Better late than never. It was my intent to post on Labor Day, but other matters got in the way.
The Democrat Convention, our continued economic struggles and the upcoming election have reminded me that the labor agenda is always replete with red flags well worthy of comment on any day of the year.
We can thank labor unions for playing a key role in making workplaces safer, improving wages and working conditions, and putting a stop to child labor. At one time, employers could and did exploit workers with long hours, low wages and often dirty and/or dangerous working conditions. Ford Motor Co. and other employers had their own goons who would pummel those who attempted to organize unions. Our nation is better because those days are over.
But just as liberal black race baiters think Bull Connor and his German shepherds, fire hoses and the KKK are on the verge of breaking out all over the place (in other words, it may be 2012, but it's really 1963 in the minds of 99 percent of white people), there are too many union folk whose mindset is so 1936.

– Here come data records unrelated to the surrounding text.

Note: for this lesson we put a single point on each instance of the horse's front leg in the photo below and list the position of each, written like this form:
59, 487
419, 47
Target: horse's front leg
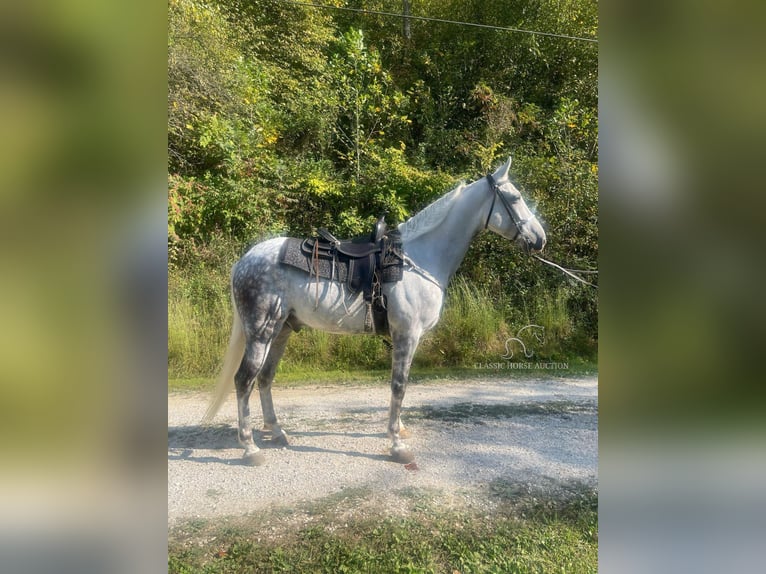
404, 350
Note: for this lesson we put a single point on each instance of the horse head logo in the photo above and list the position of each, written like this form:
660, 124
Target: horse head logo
525, 338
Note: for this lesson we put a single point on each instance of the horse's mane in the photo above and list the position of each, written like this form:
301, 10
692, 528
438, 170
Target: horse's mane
430, 216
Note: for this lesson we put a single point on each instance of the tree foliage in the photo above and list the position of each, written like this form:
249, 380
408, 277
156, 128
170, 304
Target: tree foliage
285, 118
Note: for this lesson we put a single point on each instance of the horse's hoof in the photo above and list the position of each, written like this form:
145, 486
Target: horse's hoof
254, 459
280, 440
402, 456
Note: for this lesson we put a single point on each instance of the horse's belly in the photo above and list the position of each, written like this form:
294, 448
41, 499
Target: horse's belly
329, 307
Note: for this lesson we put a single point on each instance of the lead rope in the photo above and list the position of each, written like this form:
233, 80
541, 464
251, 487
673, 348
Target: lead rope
570, 272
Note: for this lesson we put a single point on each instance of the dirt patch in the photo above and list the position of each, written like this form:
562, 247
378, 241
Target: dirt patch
472, 441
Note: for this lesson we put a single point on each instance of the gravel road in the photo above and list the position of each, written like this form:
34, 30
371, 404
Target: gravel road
467, 437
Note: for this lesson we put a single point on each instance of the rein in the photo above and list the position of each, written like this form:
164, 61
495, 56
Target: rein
520, 222
570, 272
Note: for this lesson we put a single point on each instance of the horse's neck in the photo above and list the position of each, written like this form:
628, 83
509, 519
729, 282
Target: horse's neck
441, 250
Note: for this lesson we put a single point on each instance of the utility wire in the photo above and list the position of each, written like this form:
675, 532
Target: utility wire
441, 20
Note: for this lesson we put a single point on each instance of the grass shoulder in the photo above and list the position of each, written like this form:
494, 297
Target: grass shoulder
515, 531
418, 375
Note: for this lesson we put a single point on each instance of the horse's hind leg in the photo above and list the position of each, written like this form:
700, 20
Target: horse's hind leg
265, 379
258, 344
252, 362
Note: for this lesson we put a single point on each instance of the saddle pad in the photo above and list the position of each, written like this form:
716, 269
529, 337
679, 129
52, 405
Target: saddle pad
292, 254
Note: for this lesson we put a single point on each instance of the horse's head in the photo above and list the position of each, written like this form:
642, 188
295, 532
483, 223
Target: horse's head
510, 216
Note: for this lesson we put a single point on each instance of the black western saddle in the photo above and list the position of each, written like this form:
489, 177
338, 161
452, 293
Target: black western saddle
362, 264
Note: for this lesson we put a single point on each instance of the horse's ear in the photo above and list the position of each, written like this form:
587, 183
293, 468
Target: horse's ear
503, 171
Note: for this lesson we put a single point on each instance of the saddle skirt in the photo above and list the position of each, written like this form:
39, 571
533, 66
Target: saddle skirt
360, 264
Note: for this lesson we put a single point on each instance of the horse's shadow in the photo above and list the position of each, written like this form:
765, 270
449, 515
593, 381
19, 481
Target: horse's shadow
184, 440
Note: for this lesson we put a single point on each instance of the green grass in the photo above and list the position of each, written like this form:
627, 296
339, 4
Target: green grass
474, 328
521, 533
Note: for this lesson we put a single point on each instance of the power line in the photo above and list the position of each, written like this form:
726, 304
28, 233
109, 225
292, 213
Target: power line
441, 20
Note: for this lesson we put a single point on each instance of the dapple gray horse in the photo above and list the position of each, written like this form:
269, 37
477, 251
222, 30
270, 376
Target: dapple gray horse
271, 300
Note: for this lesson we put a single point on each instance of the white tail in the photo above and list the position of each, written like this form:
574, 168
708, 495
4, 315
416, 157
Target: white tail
231, 363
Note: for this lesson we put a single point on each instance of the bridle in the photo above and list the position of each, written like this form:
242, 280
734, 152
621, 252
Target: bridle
519, 223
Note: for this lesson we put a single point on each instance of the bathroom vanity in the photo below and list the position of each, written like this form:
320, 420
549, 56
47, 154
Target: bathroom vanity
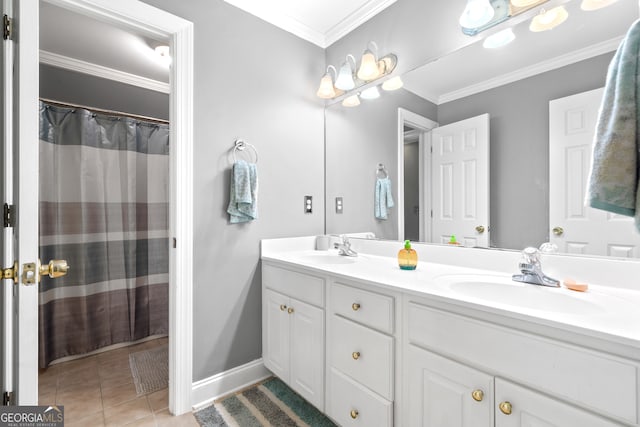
455, 342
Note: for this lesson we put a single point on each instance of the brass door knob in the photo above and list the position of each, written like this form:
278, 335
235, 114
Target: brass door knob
505, 408
477, 395
56, 268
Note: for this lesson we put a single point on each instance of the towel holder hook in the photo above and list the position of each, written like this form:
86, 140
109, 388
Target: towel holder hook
241, 145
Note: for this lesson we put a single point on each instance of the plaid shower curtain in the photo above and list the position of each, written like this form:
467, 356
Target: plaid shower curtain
104, 198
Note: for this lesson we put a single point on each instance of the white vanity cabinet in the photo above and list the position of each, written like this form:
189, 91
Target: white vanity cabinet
360, 352
293, 330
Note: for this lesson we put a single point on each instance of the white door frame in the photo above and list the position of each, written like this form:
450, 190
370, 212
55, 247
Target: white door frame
143, 18
422, 123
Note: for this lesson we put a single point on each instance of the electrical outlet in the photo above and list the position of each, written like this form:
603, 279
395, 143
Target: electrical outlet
308, 204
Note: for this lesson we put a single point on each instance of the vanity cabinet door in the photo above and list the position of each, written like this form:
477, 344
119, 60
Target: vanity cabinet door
275, 338
517, 406
307, 351
446, 393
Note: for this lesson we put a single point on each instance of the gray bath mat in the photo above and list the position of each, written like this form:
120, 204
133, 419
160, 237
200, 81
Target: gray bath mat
150, 369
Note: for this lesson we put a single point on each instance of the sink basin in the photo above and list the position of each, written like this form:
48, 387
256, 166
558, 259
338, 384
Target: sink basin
503, 290
328, 257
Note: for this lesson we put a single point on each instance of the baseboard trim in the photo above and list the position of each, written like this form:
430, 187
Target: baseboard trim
205, 391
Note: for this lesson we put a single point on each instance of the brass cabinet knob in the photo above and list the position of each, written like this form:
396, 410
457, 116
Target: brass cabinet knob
56, 268
477, 395
505, 407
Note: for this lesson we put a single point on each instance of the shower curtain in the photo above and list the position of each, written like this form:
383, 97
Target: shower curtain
104, 199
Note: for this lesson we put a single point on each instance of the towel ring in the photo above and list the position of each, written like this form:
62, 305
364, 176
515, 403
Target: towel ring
382, 169
240, 145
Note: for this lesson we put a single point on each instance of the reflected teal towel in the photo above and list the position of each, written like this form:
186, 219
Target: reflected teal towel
613, 181
383, 198
243, 197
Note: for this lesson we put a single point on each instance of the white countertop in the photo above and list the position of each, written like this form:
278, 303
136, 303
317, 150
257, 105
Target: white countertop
610, 315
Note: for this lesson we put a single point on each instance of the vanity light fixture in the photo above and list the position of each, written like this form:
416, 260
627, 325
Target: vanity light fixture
548, 19
345, 76
393, 83
590, 5
476, 14
351, 101
371, 93
326, 89
499, 39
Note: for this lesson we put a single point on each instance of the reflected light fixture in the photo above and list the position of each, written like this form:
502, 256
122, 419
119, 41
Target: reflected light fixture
351, 101
499, 39
326, 89
393, 83
590, 5
345, 76
371, 93
476, 14
549, 19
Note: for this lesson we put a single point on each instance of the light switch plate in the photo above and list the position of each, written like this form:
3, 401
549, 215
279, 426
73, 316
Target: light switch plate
308, 204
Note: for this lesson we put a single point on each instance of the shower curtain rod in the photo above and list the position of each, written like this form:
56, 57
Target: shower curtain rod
103, 111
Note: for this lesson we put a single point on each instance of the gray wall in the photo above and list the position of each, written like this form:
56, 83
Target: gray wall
76, 88
257, 82
519, 134
357, 139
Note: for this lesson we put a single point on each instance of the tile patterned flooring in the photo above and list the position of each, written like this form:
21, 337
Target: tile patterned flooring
98, 391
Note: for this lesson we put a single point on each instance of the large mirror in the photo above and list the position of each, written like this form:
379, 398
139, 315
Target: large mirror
513, 85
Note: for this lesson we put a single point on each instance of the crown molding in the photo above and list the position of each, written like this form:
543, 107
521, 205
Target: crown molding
72, 64
523, 73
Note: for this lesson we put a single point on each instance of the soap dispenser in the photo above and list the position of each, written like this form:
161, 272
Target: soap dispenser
407, 257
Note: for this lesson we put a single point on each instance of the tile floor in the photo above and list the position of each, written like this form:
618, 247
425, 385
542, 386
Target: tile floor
99, 391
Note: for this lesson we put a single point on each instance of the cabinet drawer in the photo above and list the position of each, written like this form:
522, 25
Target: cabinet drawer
363, 354
591, 379
350, 404
365, 307
304, 287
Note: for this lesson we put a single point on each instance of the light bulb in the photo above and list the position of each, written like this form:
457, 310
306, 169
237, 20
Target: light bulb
476, 14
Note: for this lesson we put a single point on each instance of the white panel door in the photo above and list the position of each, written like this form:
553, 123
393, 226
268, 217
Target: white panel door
307, 351
530, 409
460, 175
20, 140
576, 228
446, 393
276, 333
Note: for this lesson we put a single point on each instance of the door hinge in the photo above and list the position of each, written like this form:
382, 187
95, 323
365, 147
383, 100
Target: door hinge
9, 215
7, 398
7, 27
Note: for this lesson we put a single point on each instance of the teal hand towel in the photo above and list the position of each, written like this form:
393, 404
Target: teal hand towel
613, 180
383, 199
243, 192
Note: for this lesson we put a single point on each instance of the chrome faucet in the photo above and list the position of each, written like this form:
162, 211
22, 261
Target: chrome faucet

Those battles were won long ago, and the pendulum has swung way too far in the other direction. We saw how fed up taxpayers have become with greedy public sector unions in Wisconsin, New Jersey, Indiana and other states. The majority of voters have supported major-league pushbacks by Republican governors against the bull-headed unions. Consequently, fiscal sanity and responsibility are returning to states such as New Jersey and Wisconsin.
In a nutshell, taxpayers are fed up with public unions' endless intransigence despite the fact public sector workers generally are better paid, get better benefits and have greater job security than their private sector counterparts. Parents of school children have had enough of teachers' union interference with accountability and genuine reform as the unions seek to feather their own nests.
In the private sector, unions typically agitate for a leg up in bidding for government contracts, and exert their influence to get the federal government to inappropriately use its power in a flagrantly political way, as with the National Labor Relations Board's recent action against Boeing for seeking to build a manufacturing plant in right-to-work South Carolina.
Unions — and their Democrat supporters — see the world through a distorted lens. In their minds, every single employer out there, from the smallest mom-n-pop restaurant to the largest corporation to government agencies at all levels, would screw the living schmidt out of employees were it not for unions.
We'd all be earning $7.45 an hour — even engineers and architects and doctors and lawyers. Well, that is kind of a stretch, but you see my point. The realities of supply and demand in the job market dictate wages and benefits, and a raw power grab by two self-serving groups (labor and Democrats) won't change that fact. You can try to pay a burger flipper $15 an hour, or a doctor $60,000 per year, but water always runs downhill. Things have a way of evening out, but probably not in the way simple-minded union folk ever imagined.
It is really pretty obvious, this paradox that damns and condemns the union wish for MORE. More job security, higher wages, better benefits, more vacation days, a requirement for union labor on construction projects... But the paradox, which has played out in Europe for decades, is that the more politicians give in to union demands by legislating wages, benefits, vacation days and the like, the less likely it is companies will hire union members full time. Part-time work, temp agencies, and outsourcing jobs are often the result. It is no surprise whatsoever that Greece has a 25 percent unemployment rate.
Four more years of Barack Obama, and an 8.3 percent unemployment will look pretty darned good. Let's hope he and his utterly irrational labor supporters get their butts kicked on Nov. 6.
What happened in normally blue Wisconsin in June when Gov. Scott Walker was kept in office could well happen across our great land, and we'll be on the road to restoring some fiscal sanity and helping unshackle employers from economic and political uncertainties that hold them back.